Apterichtus kendalli

Scientific classification
- Domain: Eukaryota
- Kingdom: Animalia
- Phylum: Chordata
- Class: Actinopterygii
- Order: Anguilliformes
- Family: Ophichthidae
- Genus: Apterichtus
- Species: A. kendalli
- Binomial name: Apterichtus kendalli (Gilbert, 1891)
- Synonyms: Caecula kendalli Gilbert, 1891; Sphagebranchus kendalli C. H. Gilbert, 1891; Verma kendalli (C. H. Gilbert, 1891);

= Apterichtus kendalli =

- Genus: Apterichtus
- Species: kendalli
- Authority: (Gilbert, 1891)
- Synonyms: Caecula kendalli Gilbert, 1891, Sphagebranchus kendalli C. H. Gilbert, 1891, Verma kendalli (C. H. Gilbert, 1891)

Species of fish

Apterichtus kendalli, the Western Atlantic finless eel or finless eel, is an eel in the family Ophichthidae (worm/snake eels).
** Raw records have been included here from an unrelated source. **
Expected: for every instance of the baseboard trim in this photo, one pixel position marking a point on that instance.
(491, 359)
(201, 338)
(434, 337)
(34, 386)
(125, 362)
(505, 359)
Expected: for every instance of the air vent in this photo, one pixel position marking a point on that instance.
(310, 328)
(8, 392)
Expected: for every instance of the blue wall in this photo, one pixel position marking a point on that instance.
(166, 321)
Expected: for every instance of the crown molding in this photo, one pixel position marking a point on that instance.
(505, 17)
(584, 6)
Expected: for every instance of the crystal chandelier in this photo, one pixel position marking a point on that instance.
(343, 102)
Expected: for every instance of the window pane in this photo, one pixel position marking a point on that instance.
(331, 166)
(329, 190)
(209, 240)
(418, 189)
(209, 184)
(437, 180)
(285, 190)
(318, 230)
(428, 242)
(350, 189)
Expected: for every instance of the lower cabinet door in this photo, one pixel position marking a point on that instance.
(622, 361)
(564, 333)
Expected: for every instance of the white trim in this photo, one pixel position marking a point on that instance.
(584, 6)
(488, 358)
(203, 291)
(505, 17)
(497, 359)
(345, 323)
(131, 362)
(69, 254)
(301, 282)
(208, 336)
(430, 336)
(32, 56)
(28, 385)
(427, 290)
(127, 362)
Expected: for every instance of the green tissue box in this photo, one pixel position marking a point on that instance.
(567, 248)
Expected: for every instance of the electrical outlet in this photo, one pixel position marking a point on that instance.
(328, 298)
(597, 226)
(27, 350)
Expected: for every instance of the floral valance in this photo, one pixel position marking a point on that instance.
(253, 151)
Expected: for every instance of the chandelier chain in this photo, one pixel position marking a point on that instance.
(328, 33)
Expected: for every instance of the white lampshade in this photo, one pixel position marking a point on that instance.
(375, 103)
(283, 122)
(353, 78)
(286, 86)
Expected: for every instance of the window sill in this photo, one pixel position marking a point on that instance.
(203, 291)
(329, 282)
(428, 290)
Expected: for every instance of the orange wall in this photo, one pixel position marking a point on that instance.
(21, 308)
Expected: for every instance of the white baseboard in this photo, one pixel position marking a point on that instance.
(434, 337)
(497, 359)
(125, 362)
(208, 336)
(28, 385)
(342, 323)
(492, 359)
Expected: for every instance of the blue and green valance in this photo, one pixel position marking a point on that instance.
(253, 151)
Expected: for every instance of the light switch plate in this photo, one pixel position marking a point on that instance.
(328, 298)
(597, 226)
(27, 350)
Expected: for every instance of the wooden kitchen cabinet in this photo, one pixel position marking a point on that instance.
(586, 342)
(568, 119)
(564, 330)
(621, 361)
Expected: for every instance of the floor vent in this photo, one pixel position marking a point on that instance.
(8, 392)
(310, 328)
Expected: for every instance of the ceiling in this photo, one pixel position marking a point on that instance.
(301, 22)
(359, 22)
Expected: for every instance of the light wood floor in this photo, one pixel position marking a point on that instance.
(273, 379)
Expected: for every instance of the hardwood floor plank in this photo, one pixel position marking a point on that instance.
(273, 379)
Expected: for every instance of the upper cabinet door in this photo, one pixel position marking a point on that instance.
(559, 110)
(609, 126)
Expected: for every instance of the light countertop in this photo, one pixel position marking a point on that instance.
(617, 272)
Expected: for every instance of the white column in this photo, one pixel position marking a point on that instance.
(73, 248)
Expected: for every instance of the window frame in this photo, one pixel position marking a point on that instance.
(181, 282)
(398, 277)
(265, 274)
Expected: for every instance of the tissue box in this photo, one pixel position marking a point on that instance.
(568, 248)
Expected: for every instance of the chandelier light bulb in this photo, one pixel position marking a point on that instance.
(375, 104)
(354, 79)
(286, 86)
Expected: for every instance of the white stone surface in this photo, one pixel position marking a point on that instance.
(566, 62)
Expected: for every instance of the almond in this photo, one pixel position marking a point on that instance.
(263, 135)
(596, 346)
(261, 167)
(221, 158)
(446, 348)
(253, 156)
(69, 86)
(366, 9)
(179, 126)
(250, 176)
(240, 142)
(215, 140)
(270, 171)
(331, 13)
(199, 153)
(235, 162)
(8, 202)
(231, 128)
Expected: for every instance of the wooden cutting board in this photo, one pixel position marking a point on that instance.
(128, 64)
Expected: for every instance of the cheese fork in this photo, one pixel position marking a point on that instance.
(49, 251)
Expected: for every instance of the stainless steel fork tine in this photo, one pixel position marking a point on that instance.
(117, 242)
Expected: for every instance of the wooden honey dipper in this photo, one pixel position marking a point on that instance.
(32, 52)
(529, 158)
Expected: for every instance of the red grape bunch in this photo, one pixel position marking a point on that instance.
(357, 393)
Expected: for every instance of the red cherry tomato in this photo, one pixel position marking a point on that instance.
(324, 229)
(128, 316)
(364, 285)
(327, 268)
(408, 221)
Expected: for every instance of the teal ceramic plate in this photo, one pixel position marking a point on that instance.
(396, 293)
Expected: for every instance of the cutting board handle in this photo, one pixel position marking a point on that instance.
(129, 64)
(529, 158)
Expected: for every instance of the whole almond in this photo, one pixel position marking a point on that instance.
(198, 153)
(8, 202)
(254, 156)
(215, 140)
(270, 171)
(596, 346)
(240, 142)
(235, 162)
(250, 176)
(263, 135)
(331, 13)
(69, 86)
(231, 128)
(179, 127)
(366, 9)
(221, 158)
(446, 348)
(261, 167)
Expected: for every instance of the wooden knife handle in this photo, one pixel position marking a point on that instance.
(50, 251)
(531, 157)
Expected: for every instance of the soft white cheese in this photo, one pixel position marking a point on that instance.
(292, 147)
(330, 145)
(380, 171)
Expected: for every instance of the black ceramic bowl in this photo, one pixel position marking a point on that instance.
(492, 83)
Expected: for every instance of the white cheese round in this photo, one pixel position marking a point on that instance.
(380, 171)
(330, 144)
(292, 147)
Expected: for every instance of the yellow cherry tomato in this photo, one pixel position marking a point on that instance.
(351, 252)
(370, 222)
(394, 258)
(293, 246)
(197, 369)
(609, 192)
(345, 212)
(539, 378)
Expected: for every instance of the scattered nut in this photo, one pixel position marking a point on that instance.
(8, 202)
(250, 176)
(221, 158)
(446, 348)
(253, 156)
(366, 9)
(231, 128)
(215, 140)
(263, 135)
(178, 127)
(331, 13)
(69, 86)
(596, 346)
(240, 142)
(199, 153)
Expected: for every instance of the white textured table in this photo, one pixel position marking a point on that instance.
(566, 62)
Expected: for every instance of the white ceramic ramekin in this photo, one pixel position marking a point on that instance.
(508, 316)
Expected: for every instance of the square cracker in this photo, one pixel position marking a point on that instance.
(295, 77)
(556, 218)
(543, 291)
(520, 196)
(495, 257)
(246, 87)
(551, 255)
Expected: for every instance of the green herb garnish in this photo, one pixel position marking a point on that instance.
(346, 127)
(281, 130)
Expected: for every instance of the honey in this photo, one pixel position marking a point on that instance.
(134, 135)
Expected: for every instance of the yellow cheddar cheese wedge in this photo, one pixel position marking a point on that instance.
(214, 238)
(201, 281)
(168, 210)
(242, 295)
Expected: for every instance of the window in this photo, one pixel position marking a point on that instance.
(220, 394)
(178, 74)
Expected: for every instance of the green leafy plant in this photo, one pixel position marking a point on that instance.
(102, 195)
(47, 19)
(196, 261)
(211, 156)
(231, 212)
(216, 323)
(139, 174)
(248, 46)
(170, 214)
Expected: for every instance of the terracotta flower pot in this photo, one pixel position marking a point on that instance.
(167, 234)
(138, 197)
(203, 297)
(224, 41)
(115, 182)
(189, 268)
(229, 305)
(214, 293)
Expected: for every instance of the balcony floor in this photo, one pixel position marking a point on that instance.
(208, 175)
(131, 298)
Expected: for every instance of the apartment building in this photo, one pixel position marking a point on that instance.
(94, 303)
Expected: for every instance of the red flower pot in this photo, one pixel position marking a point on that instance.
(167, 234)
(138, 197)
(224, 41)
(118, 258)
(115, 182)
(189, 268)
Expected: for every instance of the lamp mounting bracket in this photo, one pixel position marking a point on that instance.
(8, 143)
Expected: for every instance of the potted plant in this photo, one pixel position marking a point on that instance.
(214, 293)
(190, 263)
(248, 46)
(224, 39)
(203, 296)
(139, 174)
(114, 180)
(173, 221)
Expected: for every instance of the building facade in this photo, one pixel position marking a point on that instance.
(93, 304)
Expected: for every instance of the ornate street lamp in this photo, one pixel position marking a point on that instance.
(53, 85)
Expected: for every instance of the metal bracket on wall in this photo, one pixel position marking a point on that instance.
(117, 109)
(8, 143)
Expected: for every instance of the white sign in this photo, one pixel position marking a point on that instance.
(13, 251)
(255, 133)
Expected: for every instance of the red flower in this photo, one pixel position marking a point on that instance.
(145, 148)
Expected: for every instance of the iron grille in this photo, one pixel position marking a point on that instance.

It was described by Charles Henry Gilbert in 1891. It is a marine, subtropical eel which is known from the western and eastern Atlantic Ocean, including North Carolina, USA; the western Bahamas, Venezuela, and St. Helena Island. It dwells at a depth range of 3 to 400 m, and forms burrows in sandy sediments on the continental shelf. Males can reach a maximum total length of 60 cm.

Due to a lack of known major threats to the species, the IUCN redlist currently lists the Western Atlantic finless eel as Least Concern.